Perhaps hoping to stave off further criticism, Cameron and Sarkozy have been among the most hawkish international voices on Libya, calling for a potential no-fly zone. More hardline voices -- including some who backed the invasion of Iraq in 2003 -- want western powers to go further, arguing that cozying up to dictators has done more harm than good.
"There was huge neglect from Britain in deliberately bending over backwards to accommodate Gaddafi," Daniel Kawczynski, an MP in Britain's ruling Conservative party and sometime Hague adviser, said on the fringes of an event calling for military support for Libya's opposition. "It just shows how oil contracts and business interests have superseded an ethical foreign policy. Britain's reputation has been hugely damaged. We will only know for certain what weapons we sold him once he has been forced from office."
CRUDE CHOICES
How politicians and companies react to the threat to their name depends in part on what sort of investments they have.

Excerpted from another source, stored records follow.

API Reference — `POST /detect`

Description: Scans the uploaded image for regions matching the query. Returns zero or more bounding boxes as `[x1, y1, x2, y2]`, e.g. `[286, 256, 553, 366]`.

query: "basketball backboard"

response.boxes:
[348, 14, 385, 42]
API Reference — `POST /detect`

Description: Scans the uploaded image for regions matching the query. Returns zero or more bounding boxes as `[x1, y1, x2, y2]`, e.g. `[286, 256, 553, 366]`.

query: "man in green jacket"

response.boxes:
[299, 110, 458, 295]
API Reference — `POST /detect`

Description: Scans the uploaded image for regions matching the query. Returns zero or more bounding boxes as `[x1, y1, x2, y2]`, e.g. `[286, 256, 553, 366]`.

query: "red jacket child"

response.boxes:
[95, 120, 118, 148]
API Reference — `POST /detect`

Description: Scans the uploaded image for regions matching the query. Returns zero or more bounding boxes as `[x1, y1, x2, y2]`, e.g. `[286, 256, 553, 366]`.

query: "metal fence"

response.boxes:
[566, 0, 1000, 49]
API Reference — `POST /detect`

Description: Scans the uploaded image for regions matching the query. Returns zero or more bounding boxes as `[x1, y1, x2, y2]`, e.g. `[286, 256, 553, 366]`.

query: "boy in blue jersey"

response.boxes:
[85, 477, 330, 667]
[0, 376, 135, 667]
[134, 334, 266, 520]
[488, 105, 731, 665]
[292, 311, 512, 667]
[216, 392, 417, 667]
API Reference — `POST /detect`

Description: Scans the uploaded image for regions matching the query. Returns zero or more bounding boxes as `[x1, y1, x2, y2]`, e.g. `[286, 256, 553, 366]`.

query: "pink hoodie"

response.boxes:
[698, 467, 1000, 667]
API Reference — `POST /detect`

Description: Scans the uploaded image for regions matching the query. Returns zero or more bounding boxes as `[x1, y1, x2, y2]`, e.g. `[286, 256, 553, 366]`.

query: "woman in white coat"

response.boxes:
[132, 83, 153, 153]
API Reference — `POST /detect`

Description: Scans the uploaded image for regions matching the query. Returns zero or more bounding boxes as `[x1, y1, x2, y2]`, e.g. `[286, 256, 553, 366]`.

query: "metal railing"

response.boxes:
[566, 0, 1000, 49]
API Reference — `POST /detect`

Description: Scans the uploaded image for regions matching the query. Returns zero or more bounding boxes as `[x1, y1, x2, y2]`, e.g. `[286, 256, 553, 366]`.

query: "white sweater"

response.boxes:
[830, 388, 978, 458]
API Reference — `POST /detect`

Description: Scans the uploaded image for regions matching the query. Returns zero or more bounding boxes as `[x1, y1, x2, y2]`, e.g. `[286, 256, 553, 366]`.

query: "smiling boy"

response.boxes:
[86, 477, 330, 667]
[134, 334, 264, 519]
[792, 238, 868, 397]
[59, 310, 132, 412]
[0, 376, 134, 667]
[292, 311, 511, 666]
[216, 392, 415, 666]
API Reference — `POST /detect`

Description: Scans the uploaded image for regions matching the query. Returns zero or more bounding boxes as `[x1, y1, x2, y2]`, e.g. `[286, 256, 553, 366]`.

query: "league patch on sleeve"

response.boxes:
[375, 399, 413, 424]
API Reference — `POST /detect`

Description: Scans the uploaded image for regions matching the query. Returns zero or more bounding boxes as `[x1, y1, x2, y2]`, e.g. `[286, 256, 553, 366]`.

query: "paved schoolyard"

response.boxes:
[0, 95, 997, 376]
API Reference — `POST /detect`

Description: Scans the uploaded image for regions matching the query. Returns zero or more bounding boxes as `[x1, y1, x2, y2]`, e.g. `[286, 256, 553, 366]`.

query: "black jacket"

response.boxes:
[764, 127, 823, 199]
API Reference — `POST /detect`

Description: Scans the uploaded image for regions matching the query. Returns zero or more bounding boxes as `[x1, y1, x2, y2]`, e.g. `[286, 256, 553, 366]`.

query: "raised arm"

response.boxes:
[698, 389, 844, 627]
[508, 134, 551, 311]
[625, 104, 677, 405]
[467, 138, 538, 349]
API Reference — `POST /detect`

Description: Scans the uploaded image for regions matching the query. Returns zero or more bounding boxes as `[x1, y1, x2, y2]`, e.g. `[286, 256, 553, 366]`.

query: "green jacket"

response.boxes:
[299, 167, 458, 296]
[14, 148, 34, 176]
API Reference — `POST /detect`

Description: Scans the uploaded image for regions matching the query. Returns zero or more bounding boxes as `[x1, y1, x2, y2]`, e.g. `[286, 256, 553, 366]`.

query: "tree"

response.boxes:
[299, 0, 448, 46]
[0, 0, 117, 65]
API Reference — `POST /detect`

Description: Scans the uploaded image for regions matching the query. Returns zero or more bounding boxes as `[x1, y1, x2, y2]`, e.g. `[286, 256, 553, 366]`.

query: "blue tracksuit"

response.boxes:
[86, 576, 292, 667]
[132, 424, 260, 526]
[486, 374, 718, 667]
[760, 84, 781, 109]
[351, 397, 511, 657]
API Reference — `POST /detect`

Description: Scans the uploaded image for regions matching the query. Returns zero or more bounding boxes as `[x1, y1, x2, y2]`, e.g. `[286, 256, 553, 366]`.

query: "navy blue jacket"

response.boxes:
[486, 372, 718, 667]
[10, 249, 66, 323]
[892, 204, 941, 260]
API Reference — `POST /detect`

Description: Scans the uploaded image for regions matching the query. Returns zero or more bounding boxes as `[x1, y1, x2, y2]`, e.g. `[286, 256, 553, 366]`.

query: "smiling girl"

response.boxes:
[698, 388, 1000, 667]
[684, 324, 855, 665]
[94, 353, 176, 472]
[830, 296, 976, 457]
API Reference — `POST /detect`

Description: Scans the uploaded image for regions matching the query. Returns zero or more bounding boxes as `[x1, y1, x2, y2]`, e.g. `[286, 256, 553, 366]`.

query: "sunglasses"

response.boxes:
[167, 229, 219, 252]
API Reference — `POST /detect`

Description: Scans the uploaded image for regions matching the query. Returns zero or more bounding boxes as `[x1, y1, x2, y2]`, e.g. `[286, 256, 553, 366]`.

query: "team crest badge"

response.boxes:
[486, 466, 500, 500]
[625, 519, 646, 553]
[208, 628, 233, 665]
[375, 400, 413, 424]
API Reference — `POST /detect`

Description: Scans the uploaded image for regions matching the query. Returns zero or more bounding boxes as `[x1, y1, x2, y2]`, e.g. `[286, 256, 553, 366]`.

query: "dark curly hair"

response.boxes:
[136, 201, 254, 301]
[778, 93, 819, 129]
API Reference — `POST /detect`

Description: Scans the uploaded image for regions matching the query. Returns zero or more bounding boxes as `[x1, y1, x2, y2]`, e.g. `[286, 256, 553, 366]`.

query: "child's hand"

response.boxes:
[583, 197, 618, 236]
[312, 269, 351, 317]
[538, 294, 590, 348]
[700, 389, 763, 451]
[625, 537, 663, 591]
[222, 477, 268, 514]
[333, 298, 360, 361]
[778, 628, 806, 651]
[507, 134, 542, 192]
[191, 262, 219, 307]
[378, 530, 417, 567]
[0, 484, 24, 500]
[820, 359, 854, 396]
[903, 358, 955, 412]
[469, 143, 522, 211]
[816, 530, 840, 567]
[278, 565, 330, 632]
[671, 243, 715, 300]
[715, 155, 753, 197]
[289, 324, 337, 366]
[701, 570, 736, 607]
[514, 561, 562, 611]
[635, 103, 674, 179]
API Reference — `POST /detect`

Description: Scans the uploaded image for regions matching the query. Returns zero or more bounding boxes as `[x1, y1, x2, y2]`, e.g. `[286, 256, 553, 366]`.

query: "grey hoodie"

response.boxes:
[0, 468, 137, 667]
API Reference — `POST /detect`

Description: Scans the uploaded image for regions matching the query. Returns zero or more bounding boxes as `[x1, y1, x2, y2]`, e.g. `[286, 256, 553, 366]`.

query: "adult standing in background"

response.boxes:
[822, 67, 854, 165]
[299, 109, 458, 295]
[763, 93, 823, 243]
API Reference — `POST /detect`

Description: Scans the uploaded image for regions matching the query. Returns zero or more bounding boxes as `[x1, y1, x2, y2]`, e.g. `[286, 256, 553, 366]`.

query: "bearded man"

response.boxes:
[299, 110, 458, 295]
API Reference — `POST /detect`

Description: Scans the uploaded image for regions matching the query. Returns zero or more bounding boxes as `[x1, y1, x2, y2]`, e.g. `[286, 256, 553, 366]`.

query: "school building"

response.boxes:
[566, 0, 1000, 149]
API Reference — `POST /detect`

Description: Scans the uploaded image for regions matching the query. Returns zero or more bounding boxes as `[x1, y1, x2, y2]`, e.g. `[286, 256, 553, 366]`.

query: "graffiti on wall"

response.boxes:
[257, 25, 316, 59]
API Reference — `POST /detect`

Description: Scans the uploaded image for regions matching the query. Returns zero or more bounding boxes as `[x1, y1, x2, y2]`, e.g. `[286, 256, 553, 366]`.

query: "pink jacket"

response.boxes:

When British mobile phone operator Vodafone shut down its networks in Egypt last month on the orders of President Hosni Mubarak's officials, the company claimed it had little choice but to obey instructions.

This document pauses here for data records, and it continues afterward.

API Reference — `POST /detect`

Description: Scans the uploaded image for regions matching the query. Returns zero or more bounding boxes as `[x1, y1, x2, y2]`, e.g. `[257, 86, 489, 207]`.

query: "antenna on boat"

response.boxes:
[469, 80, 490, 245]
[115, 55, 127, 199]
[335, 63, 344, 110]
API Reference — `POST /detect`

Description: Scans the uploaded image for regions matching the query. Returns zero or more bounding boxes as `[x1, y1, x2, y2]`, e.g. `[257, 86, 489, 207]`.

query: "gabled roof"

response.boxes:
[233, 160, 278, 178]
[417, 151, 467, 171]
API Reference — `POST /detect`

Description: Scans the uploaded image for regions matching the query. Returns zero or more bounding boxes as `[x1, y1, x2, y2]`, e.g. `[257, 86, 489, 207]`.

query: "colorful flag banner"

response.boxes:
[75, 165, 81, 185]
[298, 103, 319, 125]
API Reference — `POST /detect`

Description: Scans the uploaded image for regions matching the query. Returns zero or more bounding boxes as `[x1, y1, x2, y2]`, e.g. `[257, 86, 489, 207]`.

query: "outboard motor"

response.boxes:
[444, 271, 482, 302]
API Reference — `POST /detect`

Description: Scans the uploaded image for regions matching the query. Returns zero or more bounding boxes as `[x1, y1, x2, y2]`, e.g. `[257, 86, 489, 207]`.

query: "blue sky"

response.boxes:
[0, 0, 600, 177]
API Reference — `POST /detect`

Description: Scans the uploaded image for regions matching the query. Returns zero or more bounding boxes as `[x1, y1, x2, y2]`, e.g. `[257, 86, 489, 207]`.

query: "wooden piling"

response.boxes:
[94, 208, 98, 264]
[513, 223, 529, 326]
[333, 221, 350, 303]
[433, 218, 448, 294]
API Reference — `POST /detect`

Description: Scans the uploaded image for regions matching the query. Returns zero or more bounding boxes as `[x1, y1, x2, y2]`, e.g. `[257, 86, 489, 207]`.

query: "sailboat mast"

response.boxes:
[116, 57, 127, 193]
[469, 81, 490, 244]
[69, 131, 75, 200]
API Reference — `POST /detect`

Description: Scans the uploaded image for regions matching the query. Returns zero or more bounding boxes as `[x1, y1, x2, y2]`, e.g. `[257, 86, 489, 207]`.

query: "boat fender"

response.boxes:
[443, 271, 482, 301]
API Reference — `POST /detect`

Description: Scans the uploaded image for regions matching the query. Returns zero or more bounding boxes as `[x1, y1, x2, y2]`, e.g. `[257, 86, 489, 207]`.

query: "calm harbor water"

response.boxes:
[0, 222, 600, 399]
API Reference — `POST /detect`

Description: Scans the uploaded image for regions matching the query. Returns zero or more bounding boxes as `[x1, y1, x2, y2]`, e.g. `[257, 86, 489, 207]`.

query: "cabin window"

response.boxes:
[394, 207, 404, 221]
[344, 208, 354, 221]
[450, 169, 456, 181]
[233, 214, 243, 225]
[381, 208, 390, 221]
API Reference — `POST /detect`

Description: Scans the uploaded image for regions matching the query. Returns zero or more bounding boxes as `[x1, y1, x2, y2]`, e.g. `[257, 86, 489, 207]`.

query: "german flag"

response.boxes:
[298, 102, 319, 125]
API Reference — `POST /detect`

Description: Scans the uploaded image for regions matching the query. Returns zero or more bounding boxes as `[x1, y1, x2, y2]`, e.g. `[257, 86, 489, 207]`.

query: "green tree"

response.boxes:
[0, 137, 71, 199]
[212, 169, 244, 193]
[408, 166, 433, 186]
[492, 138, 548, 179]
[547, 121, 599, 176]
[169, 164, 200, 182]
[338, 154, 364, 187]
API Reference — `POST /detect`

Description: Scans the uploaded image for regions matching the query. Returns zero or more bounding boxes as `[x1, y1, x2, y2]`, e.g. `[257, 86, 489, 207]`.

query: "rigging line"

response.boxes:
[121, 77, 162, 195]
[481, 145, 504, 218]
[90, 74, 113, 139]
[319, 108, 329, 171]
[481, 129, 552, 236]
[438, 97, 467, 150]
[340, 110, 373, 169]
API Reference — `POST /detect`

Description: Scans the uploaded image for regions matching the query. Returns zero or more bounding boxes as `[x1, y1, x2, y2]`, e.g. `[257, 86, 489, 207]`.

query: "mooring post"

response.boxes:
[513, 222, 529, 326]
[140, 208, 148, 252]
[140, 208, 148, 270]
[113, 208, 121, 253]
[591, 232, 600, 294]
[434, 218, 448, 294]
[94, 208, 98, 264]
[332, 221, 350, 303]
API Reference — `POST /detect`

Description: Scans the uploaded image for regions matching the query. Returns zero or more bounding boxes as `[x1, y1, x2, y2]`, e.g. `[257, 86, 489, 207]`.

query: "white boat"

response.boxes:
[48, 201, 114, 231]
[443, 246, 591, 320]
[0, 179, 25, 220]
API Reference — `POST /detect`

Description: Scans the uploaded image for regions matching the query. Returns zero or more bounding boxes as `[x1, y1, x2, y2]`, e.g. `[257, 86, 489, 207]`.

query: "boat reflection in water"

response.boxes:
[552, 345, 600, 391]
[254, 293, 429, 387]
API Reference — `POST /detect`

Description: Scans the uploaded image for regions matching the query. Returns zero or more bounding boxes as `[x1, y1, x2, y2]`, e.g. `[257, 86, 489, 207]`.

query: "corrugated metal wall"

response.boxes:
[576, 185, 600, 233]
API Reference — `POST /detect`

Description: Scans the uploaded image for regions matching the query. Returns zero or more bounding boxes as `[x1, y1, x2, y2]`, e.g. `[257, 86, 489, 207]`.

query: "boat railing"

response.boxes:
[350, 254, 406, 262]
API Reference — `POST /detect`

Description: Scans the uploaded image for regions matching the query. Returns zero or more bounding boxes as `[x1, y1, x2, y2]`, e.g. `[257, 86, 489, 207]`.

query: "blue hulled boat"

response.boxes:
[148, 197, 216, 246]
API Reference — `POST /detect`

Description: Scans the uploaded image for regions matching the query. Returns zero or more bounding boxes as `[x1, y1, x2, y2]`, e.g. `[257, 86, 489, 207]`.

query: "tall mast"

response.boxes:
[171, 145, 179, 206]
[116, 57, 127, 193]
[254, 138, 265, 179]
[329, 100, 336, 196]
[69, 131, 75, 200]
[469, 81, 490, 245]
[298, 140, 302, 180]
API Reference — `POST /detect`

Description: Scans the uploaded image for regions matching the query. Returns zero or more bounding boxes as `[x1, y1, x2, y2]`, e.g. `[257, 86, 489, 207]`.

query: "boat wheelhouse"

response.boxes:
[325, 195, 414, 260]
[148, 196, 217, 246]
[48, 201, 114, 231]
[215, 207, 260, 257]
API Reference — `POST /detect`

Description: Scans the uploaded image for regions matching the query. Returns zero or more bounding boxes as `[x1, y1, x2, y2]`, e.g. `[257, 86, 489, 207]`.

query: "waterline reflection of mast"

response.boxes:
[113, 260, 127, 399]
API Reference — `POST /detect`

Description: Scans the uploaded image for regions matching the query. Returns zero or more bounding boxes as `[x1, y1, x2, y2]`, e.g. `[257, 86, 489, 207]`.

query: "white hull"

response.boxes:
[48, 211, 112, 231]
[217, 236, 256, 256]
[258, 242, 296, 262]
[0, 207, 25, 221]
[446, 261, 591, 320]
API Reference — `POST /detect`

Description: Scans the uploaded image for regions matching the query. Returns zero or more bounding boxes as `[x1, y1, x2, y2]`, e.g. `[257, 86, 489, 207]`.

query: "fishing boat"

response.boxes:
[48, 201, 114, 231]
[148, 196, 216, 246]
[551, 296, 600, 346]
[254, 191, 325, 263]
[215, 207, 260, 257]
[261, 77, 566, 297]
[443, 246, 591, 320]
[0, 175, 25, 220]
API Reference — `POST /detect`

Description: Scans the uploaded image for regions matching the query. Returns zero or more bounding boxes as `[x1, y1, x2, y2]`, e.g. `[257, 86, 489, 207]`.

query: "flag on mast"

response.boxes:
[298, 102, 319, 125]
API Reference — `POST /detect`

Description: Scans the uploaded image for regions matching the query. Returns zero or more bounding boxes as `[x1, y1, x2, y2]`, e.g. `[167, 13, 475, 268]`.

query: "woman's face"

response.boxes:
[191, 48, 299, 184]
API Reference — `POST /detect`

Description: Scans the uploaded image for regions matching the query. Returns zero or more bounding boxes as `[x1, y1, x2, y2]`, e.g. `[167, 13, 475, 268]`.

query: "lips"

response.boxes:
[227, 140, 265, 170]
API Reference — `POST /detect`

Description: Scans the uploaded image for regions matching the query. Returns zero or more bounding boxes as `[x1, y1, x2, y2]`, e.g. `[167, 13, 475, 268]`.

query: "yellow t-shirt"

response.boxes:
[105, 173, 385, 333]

Vodafone's approach contrasted sharply with that of Google, which worked to find ways around Egypt's internet shutdown. One of Google's regional managers was involved in organizing protests, was detained for several days by security forces and gave a tearful testimony to TV cameras on his release that helped revitalise street protest.
"It's one thing to take a political line if you are Google and don't have much in the way of infrastructure or offices in the country," said Mark Pursey, a former Vodafone spokesman who now runs his own PR consultancy, BTP Advisers. "But if you have thousands of local staff who can be compromised by not following the requests of the government, and heavy equipment and installations that can be seized, it's another question."
Nowhere is that more true than in the mining and oil sector. Oil firm contingency plans have been especially tested in Libya, with hundreds of foreign staff needing rescue from remote desert air strips by Western special forces and Hercules transport aircraft.
With valuable facilities and national staff left behind, experts say the wiser operators will make sure the local population have a vested interest in looking after them. "It's very important to have the local people on side," said John Drake, senior risk consultant for London-based consultancy AKE -- which advises several oil companies. "If you look at what's happened in some areas of Libya, the security staff were from the local tribe and they are still there -- and from what we hear they are still protecting the facilities."
Oil firms have always worked in hazardous places. Much of the world's oil is found in countries known for corruption or autocratic rule or both. Revenues those firms help generate can fund repression and personal enrichment. Should oil companies simply walk away?
Rights groups acknowledge it can be a difficult balance. Even in corrupt, conflict-ridden countries, oil production and other investment can have a trickle-down economic effect, while sanctions and disinvestment can end up hurting those they were meant to protect. And if western firms walk away, then Chinese or Russian producers are likely to take their place. Is it better for a Canadian oil company to operate in Sudan or a Chinese one?
"We only rarely call for sanctions -- usually only when groups within the country are calling for them and we are confident that they are representative," said Amnesty International's Brown. "When firms are directly implicated in abuses, that is one thing, but sometimes they are not. You can't always offer easy answers."